For me, the biggest issue was reading the music on the stand which was between the near point (the reading spot of the bifocals) and the far point (long distance) of my bifocals. I measured the distance from my eyes to the music stand and had the eye doctor write a prescription specifically for that distance. Rather than bifocals, my music glasses are only this specific prescription. I got mine made at Costco at a reasonable price. They have reasonable selection of frames to choose from.
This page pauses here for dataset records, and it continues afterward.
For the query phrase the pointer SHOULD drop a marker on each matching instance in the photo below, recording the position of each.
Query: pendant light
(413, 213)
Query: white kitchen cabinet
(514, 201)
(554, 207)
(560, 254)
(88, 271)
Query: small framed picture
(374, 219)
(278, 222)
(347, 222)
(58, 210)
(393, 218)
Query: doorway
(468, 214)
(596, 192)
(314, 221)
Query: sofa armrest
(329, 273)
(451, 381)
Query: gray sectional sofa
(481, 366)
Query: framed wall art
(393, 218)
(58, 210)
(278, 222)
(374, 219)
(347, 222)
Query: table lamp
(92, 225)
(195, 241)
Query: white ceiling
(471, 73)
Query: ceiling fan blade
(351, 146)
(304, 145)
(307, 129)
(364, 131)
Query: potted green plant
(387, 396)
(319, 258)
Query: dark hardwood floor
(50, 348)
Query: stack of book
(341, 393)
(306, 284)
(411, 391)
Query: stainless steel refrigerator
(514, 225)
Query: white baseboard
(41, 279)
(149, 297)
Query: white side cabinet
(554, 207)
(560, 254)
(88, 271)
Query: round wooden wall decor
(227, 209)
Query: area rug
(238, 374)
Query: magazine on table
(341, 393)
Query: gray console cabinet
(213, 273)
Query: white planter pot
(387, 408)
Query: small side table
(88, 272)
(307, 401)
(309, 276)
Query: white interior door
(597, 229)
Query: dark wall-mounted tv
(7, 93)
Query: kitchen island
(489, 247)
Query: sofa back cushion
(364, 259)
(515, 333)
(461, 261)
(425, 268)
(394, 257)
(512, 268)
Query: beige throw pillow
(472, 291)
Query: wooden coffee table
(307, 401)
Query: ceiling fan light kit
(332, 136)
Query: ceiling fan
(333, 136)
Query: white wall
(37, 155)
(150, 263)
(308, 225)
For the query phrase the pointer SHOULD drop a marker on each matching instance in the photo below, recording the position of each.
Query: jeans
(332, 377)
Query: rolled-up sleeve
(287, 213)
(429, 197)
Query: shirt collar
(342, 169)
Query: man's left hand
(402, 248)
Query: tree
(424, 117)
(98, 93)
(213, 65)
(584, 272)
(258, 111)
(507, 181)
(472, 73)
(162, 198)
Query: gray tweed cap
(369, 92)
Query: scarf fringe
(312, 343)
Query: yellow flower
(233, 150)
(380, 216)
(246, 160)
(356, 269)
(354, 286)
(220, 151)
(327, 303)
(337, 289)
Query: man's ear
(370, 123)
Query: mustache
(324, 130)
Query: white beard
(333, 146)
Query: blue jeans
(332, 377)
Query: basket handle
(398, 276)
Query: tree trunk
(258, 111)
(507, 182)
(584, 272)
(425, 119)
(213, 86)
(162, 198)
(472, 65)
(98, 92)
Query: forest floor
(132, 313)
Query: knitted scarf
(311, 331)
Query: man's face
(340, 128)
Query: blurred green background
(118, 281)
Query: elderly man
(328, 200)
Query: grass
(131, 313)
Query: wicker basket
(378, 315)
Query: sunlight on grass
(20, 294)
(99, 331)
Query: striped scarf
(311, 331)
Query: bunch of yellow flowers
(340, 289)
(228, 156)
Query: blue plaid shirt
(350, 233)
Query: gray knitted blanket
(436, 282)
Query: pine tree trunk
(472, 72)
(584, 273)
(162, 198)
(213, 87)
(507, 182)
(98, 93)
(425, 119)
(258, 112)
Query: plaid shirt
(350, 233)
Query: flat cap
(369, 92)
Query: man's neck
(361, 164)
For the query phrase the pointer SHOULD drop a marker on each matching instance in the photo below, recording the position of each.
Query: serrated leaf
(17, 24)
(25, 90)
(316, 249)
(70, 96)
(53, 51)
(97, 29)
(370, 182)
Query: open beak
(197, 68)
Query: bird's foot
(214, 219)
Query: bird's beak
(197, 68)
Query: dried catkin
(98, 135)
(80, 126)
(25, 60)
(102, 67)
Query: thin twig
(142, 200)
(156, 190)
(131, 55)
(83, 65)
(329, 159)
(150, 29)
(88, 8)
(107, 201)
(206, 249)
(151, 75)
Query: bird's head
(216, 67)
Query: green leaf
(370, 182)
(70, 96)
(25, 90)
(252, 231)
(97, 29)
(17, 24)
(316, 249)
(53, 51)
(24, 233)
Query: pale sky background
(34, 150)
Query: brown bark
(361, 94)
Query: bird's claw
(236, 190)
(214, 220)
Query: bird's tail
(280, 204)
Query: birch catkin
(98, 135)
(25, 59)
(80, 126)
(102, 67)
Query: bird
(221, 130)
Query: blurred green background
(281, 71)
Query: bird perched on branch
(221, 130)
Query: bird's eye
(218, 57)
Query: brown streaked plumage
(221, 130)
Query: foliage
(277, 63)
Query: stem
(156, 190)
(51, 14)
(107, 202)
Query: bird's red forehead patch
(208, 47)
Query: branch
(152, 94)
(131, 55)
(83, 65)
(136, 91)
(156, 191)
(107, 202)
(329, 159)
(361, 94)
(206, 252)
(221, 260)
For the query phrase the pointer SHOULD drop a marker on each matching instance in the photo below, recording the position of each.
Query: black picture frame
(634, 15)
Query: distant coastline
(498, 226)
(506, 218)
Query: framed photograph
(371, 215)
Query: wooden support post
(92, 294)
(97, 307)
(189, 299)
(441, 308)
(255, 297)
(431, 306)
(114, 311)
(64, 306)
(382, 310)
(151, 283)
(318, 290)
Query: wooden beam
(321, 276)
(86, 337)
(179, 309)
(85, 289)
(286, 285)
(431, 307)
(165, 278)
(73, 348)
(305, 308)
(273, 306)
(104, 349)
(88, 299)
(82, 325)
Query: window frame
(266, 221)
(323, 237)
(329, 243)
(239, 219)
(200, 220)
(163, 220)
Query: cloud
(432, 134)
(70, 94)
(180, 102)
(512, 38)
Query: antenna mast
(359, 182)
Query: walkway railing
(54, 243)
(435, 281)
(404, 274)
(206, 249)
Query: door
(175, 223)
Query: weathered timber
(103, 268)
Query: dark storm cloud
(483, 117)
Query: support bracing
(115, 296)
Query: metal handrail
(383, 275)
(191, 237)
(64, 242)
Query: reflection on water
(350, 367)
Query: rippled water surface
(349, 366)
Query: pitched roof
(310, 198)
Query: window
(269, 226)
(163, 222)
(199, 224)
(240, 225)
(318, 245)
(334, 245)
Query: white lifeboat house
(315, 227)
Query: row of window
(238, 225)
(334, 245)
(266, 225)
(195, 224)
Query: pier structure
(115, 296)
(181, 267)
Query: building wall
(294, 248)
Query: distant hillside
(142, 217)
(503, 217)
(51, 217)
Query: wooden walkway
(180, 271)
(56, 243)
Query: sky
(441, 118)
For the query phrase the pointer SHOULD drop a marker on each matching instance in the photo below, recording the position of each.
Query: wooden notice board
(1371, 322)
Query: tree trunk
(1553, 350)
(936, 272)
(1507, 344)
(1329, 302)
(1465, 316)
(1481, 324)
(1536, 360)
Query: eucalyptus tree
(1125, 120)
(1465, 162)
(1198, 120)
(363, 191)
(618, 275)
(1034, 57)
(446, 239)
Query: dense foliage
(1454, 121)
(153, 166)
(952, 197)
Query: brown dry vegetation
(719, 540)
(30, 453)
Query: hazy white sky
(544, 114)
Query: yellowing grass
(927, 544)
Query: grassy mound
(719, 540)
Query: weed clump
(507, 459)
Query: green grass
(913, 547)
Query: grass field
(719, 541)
Thanks, Bill! Yes, after needing specific “harp” glasses over 2 years ago I, too, needed to get a specific script for harp only (not a bifocal). I also have a script for distance (driving and general every day outdoors). My first experience did not give me the results I needed, though when I went to the optician, I brought my harp and we tried to get a satisfactory distance to the music AND to my harp strings from middle C out (up and down). My vision has changed for various reasons, and now, after bringing my harp to a different optician, he was able to gain this approximate 12″ of clarity on the strings as well as a comfortable reading distance to the music. Yesterday I stopped in at an eyeglass/optician office in a town I go to every week, and found a pair that finally seems to fit closely to my face (so I’m not looking underneath the lens and finding myself having to tip my head to view through the lens) and they will make it for me to pick up next week. It is also a rather curved / wrap style, so that the lens doesn’t stick out away from my face so far, thus allowing me to view off to the left and the right without (hopefully) distortion. They think they can alleviate distortion using a high index material for the lens allowing it to be thinner. I tell ya, on top of it all, I have 2 congenital (born with) very small cataracts, and very small regular cataracts, causing it to be very difficult to get a really clear and crisp edge of notation OR strings, regardless of script. And they aren’t ready to remove yet. I have astigmatism as well, which is constantly changing, more often recently, which forces me to get a new script now probably every year. Insurance (I don’t like even saying that word…) won’t cover cataract surgery until your vision deteriorates to a certain point. Bet they can’t possibly understand what this means to a musician!!!! Anyway, thanks for your input. I will just continue forward as you do, with my separate harp script, and try harder to place fingers on my strings more than I do, to help offset the vision issues…and try to remember those “blind harpists” who play (and played) even better than I currently do 🙂
Back when I was giving recitals, always without music(i.e., from memory) I was frustrated that all of the strings, from 7th octave C to 00G, were not in focus. The ones in the middle octaves were clear, but everything else was fuzzy. So I too brought my harp in to the optician’s office. He fitted me with a pair of glasses in which the left lens was for the lower part of the instrument and the right lens was for the upper part. It worked perfectly, and I could see all of the strings clearly with those glasses. They worked for reading music as well, since the left lens was for seeing the lower strings that were about the same distance away as the music stand. It may sound unworkable to have two different distances in one pair of glasses. But your brain reads whichever image is in focus and ignores the out of focus eye. That’s the whole premise of a monocle. You only need one eye in focus to see.